Aside from the fact that oversharing is distracting and that advertising your vulnerability causes you to lose respect, no one really knows what the whole Self is anyway.
Six months or so ago I debunked this latest executive coaching fad. I even pointed out the cogent analysis provided in the New York Times by Pamela Paul.
One would have thought that people would by now have gotten over the, bring your whole Self to work, movement,
Alas, I spoke too soon.
Apparently, if we are to believe Wall Street Journal columnist Callum Borchers, the movement is alive and well in many corporate offices. Worse yet, many companies believe that it is therapeutic to share and to overshare.
One would have been much happier if one could report that the corporate world has figured out how to erect a wall between the personal and the public, between private matters and business dealings. Alas, such seems not to be the case.
Apparently, corporate honchos have chosen to use the pandemic as an excuse to overshare, that is, to turn workplace interactions into therapy:
The pandemic made many of us more comfortable talking about our mental health at work, surveys show. Feeling less pressure to act like we’ve got it all together, some people now swap struggles with burnout and impostor syndrome almost as freely as they talk about sore joints after a weekend 5k.
Why do people not share their mental health problems at work. Borchers explains:
… mental-health taboos in the workplace—the fear that co-workers will think you’re distracted or otherwise compromised on the job. Even as some people feel secure enough to acknowledge battles with stress, self-doubt or even diagnoses like clinical depression, it can be hard to discern the line between being vulnerable at work and TMI.
The truth is, if you advertise your vulnerability or your lack of confidence people will naturally lose respect for you. They will be forced to decide whether your actions and decisions reflect your mental health issues or what is best for the company.

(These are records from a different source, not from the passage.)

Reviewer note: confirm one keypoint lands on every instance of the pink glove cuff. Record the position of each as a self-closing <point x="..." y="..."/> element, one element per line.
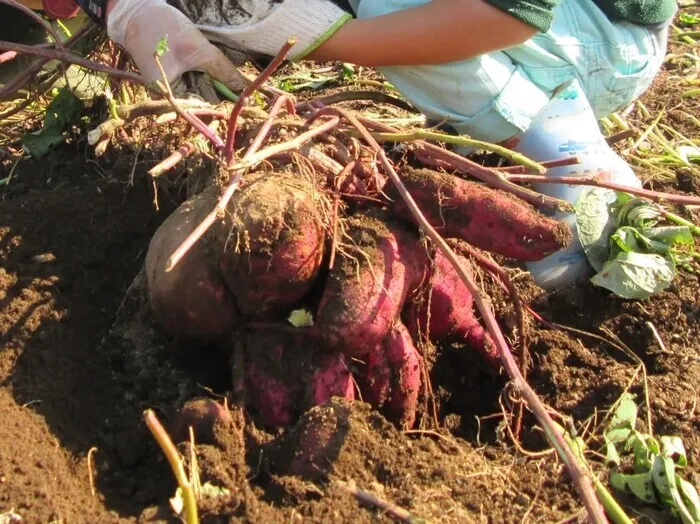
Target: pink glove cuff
<point x="312" y="22"/>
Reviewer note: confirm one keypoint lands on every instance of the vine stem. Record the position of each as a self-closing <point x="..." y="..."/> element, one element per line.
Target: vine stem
<point x="247" y="93"/>
<point x="67" y="56"/>
<point x="30" y="72"/>
<point x="489" y="176"/>
<point x="423" y="134"/>
<point x="31" y="14"/>
<point x="580" y="477"/>
<point x="250" y="159"/>
<point x="597" y="181"/>
<point x="166" y="445"/>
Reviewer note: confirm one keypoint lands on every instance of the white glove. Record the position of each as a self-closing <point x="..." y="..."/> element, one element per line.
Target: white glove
<point x="312" y="22"/>
<point x="138" y="26"/>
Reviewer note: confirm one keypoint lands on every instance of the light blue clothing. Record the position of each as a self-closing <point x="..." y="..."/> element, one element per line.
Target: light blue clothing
<point x="496" y="96"/>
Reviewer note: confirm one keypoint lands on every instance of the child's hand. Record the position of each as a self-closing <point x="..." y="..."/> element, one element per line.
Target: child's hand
<point x="432" y="32"/>
<point x="138" y="26"/>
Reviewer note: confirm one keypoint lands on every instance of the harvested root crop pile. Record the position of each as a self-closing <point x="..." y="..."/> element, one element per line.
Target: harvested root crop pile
<point x="320" y="266"/>
<point x="324" y="231"/>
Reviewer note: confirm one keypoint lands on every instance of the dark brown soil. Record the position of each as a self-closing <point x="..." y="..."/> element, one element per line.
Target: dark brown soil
<point x="81" y="358"/>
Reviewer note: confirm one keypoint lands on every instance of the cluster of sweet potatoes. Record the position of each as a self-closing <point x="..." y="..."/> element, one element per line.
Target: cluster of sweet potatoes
<point x="387" y="292"/>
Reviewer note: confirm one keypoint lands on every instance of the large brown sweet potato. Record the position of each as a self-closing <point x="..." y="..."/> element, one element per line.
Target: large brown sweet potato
<point x="191" y="299"/>
<point x="273" y="243"/>
<point x="492" y="220"/>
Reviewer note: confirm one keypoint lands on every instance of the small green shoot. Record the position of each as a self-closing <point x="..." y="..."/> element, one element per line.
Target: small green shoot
<point x="634" y="252"/>
<point x="647" y="467"/>
<point x="162" y="46"/>
<point x="301" y="318"/>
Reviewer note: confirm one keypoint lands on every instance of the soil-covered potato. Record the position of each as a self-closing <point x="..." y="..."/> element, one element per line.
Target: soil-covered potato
<point x="191" y="299"/>
<point x="286" y="375"/>
<point x="489" y="219"/>
<point x="366" y="289"/>
<point x="273" y="242"/>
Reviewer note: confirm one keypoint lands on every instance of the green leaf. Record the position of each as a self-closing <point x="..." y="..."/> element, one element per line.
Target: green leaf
<point x="626" y="413"/>
<point x="162" y="46"/>
<point x="210" y="490"/>
<point x="40" y="143"/>
<point x="690" y="497"/>
<point x="594" y="224"/>
<point x="639" y="444"/>
<point x="657" y="240"/>
<point x="664" y="474"/>
<point x="636" y="275"/>
<point x="672" y="447"/>
<point x="688" y="19"/>
<point x="61" y="111"/>
<point x="638" y="213"/>
<point x="669" y="235"/>
<point x="611" y="454"/>
<point x="625" y="239"/>
<point x="301" y="318"/>
<point x="641" y="485"/>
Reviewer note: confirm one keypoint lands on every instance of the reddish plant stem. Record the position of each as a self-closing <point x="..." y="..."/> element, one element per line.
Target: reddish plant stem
<point x="7" y="56"/>
<point x="501" y="274"/>
<point x="597" y="181"/>
<point x="174" y="159"/>
<point x="194" y="121"/>
<point x="550" y="164"/>
<point x="338" y="182"/>
<point x="247" y="92"/>
<point x="67" y="56"/>
<point x="31" y="14"/>
<point x="29" y="74"/>
<point x="250" y="159"/>
<point x="489" y="176"/>
<point x="17" y="109"/>
<point x="267" y="125"/>
<point x="579" y="476"/>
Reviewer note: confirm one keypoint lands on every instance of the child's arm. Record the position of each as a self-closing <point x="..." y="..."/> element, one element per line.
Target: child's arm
<point x="438" y="32"/>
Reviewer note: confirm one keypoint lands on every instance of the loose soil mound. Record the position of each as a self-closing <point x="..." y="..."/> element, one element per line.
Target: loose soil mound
<point x="81" y="357"/>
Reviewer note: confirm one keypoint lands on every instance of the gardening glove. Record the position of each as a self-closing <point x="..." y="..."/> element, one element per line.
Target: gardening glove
<point x="139" y="25"/>
<point x="312" y="22"/>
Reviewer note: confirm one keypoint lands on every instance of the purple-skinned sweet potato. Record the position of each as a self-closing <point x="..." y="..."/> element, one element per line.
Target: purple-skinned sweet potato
<point x="202" y="414"/>
<point x="444" y="310"/>
<point x="285" y="375"/>
<point x="366" y="289"/>
<point x="331" y="379"/>
<point x="191" y="299"/>
<point x="487" y="218"/>
<point x="273" y="242"/>
<point x="391" y="377"/>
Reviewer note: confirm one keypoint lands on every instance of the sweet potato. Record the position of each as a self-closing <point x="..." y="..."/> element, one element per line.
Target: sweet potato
<point x="445" y="310"/>
<point x="274" y="243"/>
<point x="192" y="299"/>
<point x="202" y="415"/>
<point x="486" y="218"/>
<point x="366" y="289"/>
<point x="391" y="379"/>
<point x="311" y="447"/>
<point x="286" y="375"/>
<point x="331" y="379"/>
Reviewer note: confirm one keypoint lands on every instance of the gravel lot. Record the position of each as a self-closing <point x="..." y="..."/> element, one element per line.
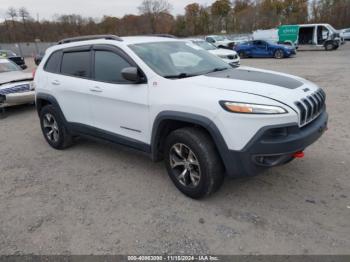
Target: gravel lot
<point x="104" y="199"/>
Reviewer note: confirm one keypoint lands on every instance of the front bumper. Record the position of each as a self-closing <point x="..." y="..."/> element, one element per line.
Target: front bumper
<point x="17" y="99"/>
<point x="273" y="146"/>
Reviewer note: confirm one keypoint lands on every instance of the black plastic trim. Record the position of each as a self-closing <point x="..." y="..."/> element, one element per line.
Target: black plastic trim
<point x="93" y="132"/>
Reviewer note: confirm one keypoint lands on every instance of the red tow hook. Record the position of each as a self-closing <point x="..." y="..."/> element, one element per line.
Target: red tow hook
<point x="299" y="154"/>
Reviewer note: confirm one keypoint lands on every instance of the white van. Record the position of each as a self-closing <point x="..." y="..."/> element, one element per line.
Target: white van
<point x="304" y="37"/>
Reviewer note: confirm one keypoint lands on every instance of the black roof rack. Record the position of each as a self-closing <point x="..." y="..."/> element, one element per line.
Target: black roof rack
<point x="162" y="35"/>
<point x="89" y="37"/>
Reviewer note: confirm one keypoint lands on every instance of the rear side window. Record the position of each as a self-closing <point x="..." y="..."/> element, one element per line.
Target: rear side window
<point x="108" y="67"/>
<point x="52" y="64"/>
<point x="76" y="64"/>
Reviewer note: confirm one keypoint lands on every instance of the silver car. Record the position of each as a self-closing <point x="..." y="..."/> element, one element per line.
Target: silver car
<point x="16" y="86"/>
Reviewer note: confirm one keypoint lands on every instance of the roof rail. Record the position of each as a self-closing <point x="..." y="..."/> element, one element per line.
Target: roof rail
<point x="89" y="37"/>
<point x="162" y="35"/>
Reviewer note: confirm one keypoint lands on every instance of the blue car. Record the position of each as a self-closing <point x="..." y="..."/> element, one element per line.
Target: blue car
<point x="261" y="48"/>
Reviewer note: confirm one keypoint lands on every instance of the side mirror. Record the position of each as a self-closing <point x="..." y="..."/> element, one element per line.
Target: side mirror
<point x="132" y="74"/>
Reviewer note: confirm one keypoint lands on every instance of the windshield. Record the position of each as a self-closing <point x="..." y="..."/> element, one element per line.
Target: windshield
<point x="332" y="28"/>
<point x="178" y="59"/>
<point x="205" y="45"/>
<point x="7" y="66"/>
<point x="219" y="38"/>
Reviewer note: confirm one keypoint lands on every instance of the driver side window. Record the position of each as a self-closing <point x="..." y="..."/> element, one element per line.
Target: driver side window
<point x="210" y="40"/>
<point x="108" y="67"/>
<point x="185" y="59"/>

Worse yet, when you share your mental health issues, you put other people in a position where they are not trained in how to deal with them.
In some companies, staff learns how to listen compassionately and with empathy. If it sounds vapid, that’s because it is:
Learning how to listen compassionately without playing amateur counselor is now part of leadership training at Yelp Inc., says Carmen Whitney Orr, the company’s chief people officer. She views employees’ increased willingness to talk about mental health as a silver lining of the pandemic but fears the openness won’t last without care and attention.
Obviously, some of those who open up and overshare pay a price for it. If they take time off from work, they discover that work goes on without them:
Sergio Valenzuela, a data analyst in Portland, Ore., says he paid a professional price for taking a five-week mental-health break from work last year. He says he told colleagues about the toll of losing several loved ones, including his mother, in close succession and described fatigue that came from feeling he had to outperform others because he is an immigrant.
Mr. Valenzuela says his employer supported his leave of absence. Upon returning, he felt that important decisions affecting his team had been made without his input, which caused him to question his standing in the company. He left for a new opportunity several months ago.
He would do it all again—the break was exactly what he needed—but he warns against naively expecting that sharing emotional truths doesn’t happen without trade-offs.
The bottom line is this: keep your private matters to yourself. If all of those around you in the office see you as depressed or as suffering from trauma, they will treat you accordingly. They will not let you forget it. And despite what everyone is telling you, if everyone looks at you with pity or compassion, you will have that much more trouble putting the trauma behind you.
2 comments:
"Upon returning, he felt that important decisions affecting his team had been made without his input,"
Duh! How could his team get any input from him if he wasn't there?
Once again, this wouldn't happen without the critical mass of women in such workplace environments.
Time to take your whole self out. Enough of this hokey-pokey.